Tuesday, June 10, 2003 12:55 PM
One of the problems is that separating lexing from parsing lets you dramatically reduce your lookahead. The gcc parser has a lookahead of k=2. The lexer is k=3. But if you realize that the parser has to see the second token to decide what to do, and that the length in characters of the first token could be 256 characters for a C variable name, you would see that you need at least k=259 if there was no lexer! It's even worse if you don't set a cap on the maximum length of strings or comments. It just is not practical.

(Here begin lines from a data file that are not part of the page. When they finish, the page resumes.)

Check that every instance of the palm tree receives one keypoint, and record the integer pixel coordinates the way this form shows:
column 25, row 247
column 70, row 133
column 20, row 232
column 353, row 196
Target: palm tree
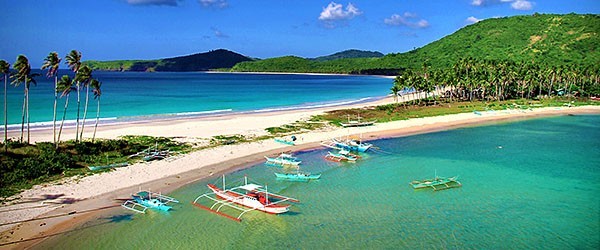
column 83, row 76
column 97, row 93
column 24, row 75
column 5, row 69
column 65, row 86
column 52, row 63
column 74, row 62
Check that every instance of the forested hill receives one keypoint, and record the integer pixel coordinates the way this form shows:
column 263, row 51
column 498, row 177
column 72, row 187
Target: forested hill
column 544, row 39
column 197, row 62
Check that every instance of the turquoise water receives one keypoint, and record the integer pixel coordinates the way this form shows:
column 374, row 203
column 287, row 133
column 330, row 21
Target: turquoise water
column 530, row 184
column 139, row 95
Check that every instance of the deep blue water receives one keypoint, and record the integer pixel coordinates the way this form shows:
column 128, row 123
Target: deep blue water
column 140, row 95
column 530, row 184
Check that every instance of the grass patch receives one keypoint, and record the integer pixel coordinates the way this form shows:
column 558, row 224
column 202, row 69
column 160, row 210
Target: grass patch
column 25, row 165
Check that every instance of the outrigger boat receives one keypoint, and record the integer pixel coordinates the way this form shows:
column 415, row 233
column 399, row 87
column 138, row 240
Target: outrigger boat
column 349, row 144
column 244, row 198
column 437, row 183
column 283, row 160
column 342, row 155
column 298, row 176
column 146, row 199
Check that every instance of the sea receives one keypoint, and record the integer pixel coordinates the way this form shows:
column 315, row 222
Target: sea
column 527, row 184
column 137, row 96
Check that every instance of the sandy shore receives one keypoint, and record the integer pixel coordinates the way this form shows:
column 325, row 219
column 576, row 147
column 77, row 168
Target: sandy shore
column 54, row 208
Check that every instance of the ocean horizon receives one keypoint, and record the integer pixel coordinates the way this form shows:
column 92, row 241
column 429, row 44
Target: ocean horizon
column 139, row 96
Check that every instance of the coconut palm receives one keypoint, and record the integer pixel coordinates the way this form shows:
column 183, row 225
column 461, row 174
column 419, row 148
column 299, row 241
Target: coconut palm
column 24, row 75
column 97, row 93
column 74, row 62
column 83, row 77
column 65, row 86
column 5, row 69
column 52, row 63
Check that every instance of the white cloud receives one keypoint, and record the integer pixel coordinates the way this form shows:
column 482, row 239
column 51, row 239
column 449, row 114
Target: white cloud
column 521, row 5
column 218, row 33
column 472, row 19
column 153, row 2
column 219, row 4
column 335, row 11
column 514, row 4
column 408, row 19
column 488, row 2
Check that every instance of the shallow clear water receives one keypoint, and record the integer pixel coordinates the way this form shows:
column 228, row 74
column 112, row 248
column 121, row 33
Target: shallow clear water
column 139, row 95
column 527, row 184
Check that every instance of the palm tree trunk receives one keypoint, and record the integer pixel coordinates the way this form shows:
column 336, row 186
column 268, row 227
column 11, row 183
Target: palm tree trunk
column 28, row 135
column 97, row 118
column 54, row 113
column 23, row 116
column 63, row 120
column 87, row 94
column 77, row 121
column 5, row 114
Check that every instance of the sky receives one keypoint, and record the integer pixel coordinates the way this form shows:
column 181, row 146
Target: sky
column 152, row 29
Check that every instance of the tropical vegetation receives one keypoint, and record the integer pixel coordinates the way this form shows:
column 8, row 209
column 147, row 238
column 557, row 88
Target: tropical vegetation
column 25, row 165
column 547, row 40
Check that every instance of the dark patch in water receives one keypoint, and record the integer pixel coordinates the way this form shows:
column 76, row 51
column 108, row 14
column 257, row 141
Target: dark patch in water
column 120, row 218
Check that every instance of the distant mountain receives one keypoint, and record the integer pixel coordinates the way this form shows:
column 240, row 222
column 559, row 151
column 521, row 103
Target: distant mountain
column 545, row 39
column 215, row 59
column 352, row 53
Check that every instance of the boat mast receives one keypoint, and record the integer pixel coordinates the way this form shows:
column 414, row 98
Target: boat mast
column 266, row 195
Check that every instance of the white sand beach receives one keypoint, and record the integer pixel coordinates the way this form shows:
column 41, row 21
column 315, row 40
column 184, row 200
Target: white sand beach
column 60, row 205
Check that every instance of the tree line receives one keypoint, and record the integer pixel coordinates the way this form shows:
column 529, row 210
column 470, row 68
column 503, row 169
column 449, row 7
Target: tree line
column 21, row 75
column 496, row 80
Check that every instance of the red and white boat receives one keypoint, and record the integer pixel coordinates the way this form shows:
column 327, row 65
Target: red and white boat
column 244, row 198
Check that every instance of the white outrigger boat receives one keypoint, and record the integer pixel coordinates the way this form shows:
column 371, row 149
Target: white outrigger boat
column 342, row 155
column 283, row 160
column 244, row 198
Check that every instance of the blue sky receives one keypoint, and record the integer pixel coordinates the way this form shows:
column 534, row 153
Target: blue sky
column 149, row 29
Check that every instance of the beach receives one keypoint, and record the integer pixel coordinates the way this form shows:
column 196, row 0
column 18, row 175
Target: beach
column 70, row 202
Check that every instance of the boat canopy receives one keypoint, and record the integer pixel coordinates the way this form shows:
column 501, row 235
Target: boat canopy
column 250, row 187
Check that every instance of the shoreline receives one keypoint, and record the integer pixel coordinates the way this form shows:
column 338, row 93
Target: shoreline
column 79, row 195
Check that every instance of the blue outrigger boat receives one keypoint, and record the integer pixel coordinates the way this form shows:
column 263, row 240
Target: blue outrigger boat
column 146, row 199
column 283, row 160
column 298, row 176
column 437, row 183
column 349, row 144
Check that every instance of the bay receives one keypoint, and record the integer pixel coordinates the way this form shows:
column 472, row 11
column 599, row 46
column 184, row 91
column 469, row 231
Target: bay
column 526, row 184
column 128, row 96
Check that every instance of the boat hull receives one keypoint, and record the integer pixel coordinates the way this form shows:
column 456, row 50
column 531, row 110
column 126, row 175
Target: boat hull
column 153, row 204
column 361, row 147
column 282, row 162
column 248, row 201
column 298, row 177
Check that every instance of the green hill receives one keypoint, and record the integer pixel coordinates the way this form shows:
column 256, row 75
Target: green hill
column 197, row 62
column 544, row 39
column 352, row 53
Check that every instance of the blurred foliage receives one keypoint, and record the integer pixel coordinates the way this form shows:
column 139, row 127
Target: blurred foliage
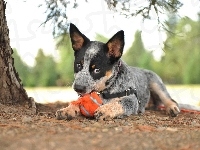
column 56, row 10
column 65, row 65
column 178, row 65
column 137, row 55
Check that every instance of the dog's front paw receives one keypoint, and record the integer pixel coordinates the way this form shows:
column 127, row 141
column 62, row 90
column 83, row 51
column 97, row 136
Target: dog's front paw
column 173, row 109
column 68, row 113
column 109, row 111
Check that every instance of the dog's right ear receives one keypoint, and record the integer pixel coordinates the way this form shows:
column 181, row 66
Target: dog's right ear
column 77, row 38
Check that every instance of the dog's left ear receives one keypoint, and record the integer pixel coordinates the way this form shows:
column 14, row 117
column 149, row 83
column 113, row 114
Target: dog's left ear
column 116, row 45
column 77, row 38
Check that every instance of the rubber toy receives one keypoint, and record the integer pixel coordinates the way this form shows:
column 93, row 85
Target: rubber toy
column 88, row 103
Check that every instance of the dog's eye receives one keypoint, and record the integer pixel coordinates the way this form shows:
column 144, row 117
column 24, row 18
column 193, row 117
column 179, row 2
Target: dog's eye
column 96, row 71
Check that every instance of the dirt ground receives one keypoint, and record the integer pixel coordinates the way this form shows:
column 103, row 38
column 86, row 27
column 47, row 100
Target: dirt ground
column 152, row 131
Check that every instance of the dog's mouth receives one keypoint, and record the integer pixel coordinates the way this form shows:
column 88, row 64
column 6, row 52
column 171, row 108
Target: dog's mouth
column 82, row 94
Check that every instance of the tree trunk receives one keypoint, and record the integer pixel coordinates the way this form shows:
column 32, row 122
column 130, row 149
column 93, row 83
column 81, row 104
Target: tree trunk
column 11, row 88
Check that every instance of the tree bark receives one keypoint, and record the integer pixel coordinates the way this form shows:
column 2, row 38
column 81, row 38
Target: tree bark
column 11, row 88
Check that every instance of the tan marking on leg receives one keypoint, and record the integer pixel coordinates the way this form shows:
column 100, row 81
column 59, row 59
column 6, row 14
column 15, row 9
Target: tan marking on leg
column 110, row 110
column 71, row 111
column 101, row 84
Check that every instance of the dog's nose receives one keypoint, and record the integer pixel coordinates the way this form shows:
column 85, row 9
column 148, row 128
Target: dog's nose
column 79, row 88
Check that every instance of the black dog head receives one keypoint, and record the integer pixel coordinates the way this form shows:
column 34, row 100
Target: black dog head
column 94, row 61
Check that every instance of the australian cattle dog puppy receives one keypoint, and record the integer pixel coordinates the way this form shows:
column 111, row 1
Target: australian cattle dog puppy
column 125, row 90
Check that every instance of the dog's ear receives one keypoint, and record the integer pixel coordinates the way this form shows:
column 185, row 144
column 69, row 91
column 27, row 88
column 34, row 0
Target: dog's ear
column 77, row 38
column 116, row 45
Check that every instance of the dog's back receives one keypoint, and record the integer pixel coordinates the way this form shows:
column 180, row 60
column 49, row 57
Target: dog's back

On the other hand, there are definately uses for a lexer that uses the information from the previous token to guide it to the proper subset of the next tokens. I do something like that with my "parser filter" example at http://www.codetransform.com/filterexample.html. I have to think a bit about whether antlr could be structured to use hints from the parser in the lexer. Right now the lexer knows absolutely nothing about what just was lexed unless you keep track of that yourself or use lexer states.
The problem with lexer states is that you would have to chain them. Generally you are trying to mimic a parser rule fragment in the lexer. You would need a new lexer state for each token in the flow of the rule and that gets tedious quickly.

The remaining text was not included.